Diskit Gompa, ein Kloster aus dem 14. Jhd.
Blick auf die Aue von Diskit

Auf einem Hügel gegenüber dem Kloster ist eine neue Anlage gebaut worden, integriert ist dort eine 32 Meter hohe Statue des Maitreya Buddha, einer zukünftigen Inkarnation. Die Statue war erst 14 Tage vor unserem Besuch vom Dalai Lama eingeweiht worden.

Ein weiteres Ziel auf unserer Tour war das Samstanling Kloster beim Dorf Sumur, ein Stück hoch ins eigentliche Nubra-Tal.
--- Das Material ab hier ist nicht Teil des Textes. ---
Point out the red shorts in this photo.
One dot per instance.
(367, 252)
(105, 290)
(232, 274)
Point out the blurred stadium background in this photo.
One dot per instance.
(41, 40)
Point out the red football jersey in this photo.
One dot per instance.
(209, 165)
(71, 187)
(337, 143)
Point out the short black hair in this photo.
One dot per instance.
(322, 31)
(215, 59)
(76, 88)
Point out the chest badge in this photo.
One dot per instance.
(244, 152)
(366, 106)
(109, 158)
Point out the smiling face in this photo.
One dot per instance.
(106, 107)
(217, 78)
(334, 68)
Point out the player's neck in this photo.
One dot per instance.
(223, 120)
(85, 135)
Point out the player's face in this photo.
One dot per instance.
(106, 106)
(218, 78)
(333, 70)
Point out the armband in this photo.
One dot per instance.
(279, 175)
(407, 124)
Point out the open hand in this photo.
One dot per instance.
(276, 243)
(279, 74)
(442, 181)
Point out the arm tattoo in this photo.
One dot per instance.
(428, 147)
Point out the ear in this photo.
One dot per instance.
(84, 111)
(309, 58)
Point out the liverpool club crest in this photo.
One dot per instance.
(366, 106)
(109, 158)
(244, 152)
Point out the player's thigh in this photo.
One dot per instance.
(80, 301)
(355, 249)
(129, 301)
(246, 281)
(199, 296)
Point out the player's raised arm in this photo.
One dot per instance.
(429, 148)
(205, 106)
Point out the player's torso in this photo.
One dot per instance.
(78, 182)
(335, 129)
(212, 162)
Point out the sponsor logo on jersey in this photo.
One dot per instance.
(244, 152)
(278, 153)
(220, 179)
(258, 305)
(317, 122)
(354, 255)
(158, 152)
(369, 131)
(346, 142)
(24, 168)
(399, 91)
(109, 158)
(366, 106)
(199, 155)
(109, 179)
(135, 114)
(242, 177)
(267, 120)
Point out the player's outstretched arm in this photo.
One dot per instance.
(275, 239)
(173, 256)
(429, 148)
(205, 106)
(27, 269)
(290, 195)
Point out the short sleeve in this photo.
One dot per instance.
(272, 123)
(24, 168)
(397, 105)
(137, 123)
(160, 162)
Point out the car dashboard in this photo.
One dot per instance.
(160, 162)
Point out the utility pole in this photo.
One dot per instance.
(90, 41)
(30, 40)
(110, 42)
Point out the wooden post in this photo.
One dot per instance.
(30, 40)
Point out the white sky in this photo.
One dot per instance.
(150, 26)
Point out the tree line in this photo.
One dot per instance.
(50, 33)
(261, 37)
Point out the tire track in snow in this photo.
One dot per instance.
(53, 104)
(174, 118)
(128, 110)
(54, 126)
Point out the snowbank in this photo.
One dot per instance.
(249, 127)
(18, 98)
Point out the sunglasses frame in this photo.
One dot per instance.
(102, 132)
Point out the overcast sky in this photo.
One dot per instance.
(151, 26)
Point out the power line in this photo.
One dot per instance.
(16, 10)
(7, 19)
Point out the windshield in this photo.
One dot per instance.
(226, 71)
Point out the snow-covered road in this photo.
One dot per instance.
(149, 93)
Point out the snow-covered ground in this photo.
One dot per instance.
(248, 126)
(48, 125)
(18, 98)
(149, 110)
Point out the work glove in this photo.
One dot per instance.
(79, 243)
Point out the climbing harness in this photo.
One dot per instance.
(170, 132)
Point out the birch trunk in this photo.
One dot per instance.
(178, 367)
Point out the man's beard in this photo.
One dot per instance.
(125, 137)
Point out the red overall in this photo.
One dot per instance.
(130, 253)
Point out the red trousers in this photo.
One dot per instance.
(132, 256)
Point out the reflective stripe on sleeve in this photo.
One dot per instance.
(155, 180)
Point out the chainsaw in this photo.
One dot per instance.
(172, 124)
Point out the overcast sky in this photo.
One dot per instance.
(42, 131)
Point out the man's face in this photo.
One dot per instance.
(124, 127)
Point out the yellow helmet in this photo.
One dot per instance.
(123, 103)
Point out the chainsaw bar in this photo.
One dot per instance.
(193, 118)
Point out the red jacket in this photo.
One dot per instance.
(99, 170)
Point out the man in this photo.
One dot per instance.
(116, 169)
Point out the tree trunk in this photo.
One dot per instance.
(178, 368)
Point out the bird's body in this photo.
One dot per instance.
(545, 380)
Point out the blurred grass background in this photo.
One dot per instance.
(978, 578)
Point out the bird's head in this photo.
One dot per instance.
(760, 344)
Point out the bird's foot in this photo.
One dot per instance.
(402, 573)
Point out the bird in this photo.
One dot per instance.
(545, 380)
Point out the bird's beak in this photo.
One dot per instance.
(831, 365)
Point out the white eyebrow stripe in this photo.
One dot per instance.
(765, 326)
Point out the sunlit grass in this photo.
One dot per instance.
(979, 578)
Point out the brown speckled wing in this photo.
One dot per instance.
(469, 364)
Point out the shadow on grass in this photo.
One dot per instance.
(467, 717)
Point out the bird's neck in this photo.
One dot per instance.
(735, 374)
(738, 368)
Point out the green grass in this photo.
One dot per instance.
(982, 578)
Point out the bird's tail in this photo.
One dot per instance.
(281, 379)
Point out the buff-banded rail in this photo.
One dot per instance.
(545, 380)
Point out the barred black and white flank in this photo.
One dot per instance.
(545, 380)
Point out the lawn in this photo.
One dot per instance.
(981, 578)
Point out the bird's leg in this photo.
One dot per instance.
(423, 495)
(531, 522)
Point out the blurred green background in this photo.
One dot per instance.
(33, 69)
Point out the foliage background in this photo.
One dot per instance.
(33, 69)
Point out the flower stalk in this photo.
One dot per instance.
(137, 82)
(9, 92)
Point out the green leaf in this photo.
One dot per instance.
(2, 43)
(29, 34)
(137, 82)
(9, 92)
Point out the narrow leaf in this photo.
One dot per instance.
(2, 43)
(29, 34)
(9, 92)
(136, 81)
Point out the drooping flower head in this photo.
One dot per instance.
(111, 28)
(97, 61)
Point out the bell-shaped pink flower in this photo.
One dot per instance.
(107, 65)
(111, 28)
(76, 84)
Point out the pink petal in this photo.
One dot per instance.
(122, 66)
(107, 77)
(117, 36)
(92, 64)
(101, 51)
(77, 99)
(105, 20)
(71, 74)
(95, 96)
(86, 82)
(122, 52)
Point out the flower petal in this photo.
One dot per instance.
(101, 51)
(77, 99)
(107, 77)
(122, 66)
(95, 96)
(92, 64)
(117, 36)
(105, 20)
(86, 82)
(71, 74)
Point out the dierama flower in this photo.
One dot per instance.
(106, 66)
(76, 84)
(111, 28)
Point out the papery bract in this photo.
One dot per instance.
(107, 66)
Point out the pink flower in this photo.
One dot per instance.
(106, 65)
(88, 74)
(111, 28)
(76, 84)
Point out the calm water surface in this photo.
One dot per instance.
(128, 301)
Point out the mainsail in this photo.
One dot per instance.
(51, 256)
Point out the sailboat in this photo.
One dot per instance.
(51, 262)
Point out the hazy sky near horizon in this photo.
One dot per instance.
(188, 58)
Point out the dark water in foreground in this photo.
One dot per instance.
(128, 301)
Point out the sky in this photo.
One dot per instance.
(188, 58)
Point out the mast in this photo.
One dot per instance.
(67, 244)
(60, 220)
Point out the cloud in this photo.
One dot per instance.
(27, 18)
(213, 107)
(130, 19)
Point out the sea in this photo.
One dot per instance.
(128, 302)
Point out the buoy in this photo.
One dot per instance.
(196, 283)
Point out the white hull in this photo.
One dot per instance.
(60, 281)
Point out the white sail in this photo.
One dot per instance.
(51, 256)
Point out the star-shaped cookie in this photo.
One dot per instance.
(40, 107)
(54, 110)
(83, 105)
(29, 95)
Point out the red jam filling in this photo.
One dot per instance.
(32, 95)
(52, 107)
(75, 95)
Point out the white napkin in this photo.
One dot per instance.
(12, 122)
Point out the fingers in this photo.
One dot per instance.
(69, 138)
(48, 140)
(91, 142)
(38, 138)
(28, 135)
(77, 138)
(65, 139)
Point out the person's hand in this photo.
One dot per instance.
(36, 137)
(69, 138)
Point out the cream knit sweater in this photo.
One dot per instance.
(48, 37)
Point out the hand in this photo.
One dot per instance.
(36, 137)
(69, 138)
Dazu fuhren wir zur einzigen Brücke über den Shyok weit und breit. Die kleine Hängebrücke wirkte verletzlich zwischen den wilden Wassern und den Schutt bedeckten Hängen. Und doch war sie bei unserem Besuch der einzige Übergang über den Shyok an seiner engsten Stelle, auch für den Nachschub der indischen Armee zum umstrittenen Grenzgebiet am Siachen-Gletscher.

Brücke über den Shyok südöstlich von Diskit

Zu gern wären wir das Nubra-Tal weiter hinauf bis zur Gletscherzunge gefahren, aber es ist militärisches Sperrgebiet.

Im Kloster trafen wir eine Gruppe Kindermönche, die hier auf eigenen Wunsch oder von den Eltern hingebracht werden, um eine Zeit das Mönchsleben kennen zu lernen. Es war beruhigend zu sehen, dass auch Kindermönche spielen wollen, sei es mit Lego oder einem Kipplastwagen.

Unser Ausflug nach Nubra von Leh aus war zu kurz, um sich auf dieses Stück Welt hinter den Bergen einzulassen. Aber der Trip war lang genug, um eingenommen zu werden von einer Landschaft nahe den Göttern oder nahe dem Nirwana. Wir fuhren über den Khardung la nach Leh zurück, in jenen Augusttagen des Jahres 2010 nicht ahnend, dass uns eine Naturkatastrophe und somit das eigentliche Abenteuer noch bevorstand.